The annual Geminid meteor shower peaks Sunday and Monday

A Geminid shooting star streaks across the sky in December 2017.

(CNN)The Geminid meteor shower is one of the most active and dependable displays of the year, according to the American Meteor Society. This year, the shower will peak on the evening of December 13 and 14, so let's hope for clear skies to see a beautiful show of green fireballs.

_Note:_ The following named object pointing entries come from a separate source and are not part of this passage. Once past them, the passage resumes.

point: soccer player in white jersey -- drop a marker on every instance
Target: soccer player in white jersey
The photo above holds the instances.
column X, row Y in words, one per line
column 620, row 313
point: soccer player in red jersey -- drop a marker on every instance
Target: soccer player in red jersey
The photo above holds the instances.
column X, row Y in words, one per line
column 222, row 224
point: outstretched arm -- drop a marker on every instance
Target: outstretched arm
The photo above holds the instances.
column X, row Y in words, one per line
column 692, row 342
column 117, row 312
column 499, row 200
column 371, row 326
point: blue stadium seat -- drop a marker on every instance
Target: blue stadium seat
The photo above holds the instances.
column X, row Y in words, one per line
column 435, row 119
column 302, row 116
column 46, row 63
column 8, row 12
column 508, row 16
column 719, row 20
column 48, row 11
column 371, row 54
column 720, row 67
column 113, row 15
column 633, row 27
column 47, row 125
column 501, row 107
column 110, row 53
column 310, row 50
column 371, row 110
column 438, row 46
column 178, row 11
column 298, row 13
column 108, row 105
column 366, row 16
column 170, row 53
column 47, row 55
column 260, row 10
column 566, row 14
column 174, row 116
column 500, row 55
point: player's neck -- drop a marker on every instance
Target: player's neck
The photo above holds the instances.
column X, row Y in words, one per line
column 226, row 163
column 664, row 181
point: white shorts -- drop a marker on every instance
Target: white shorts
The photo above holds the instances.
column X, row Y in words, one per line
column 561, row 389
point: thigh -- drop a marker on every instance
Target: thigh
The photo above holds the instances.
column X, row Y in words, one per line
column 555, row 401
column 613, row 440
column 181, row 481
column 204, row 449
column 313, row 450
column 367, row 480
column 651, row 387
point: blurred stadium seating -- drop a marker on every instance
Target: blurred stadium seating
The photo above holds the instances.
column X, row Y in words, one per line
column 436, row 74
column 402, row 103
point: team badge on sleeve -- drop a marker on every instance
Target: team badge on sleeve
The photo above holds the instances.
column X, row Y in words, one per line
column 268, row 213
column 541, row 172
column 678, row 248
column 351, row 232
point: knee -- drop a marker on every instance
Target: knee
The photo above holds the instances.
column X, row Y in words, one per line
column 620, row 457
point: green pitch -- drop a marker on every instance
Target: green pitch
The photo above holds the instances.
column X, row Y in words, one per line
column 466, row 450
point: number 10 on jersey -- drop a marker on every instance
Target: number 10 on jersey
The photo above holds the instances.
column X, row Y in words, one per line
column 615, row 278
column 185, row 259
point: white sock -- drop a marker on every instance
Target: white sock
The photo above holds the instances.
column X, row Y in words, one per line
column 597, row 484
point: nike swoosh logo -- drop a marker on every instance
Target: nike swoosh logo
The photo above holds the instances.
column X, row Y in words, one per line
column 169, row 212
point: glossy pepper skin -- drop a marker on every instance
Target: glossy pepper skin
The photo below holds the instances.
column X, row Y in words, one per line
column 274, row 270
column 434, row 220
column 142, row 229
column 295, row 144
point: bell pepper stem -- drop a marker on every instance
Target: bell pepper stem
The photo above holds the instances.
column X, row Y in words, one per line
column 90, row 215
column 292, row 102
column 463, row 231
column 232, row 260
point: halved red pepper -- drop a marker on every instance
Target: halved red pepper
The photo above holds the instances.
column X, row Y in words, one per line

This phenomenon was first recorded in 1862 and causes a show each December.
Although the shower could be visible in the late evening hours on Sunday and Monday, around 2 a.m. is the best time to see meteors no matter where you are in the world, according to predictions from EarthSky. That's when the radiant point -- the point from which the meteors appear to radiate -- is highest in the sky. To see when they will peak in your part of the world, check here.
    Although the Geminid shower is known for its "shooting stars," the number of meteors visible depends on the time and how dark the sky is. Fortunately, the moon will only be 1% full, according to AMS, so it will be easier to see the meteors streaking across the sky.
      The asteroid 3200 Phaethon is responsible for this meteor shower, which is unusual because it's usually comets, not asteroids, with icy debris that create meteor showers. Scientists have debated the very nature of what Phaethon is. The closely tracked near-Earth asteroid has been likened to comets, so it's been called a "rock comet."
        Phaethon was discovered in October 1983 and named after the Greek myth about the son of Helios, the sun god, because it closely approaches our sun.
        Phaethon orbits the sun closer than any other asteroid and takes 1.4 years to complete its orbit. The asteroid heats to about 1,300 degrees Fahrenheit on its closest approach to the sun, which causes it to shed dusty debris.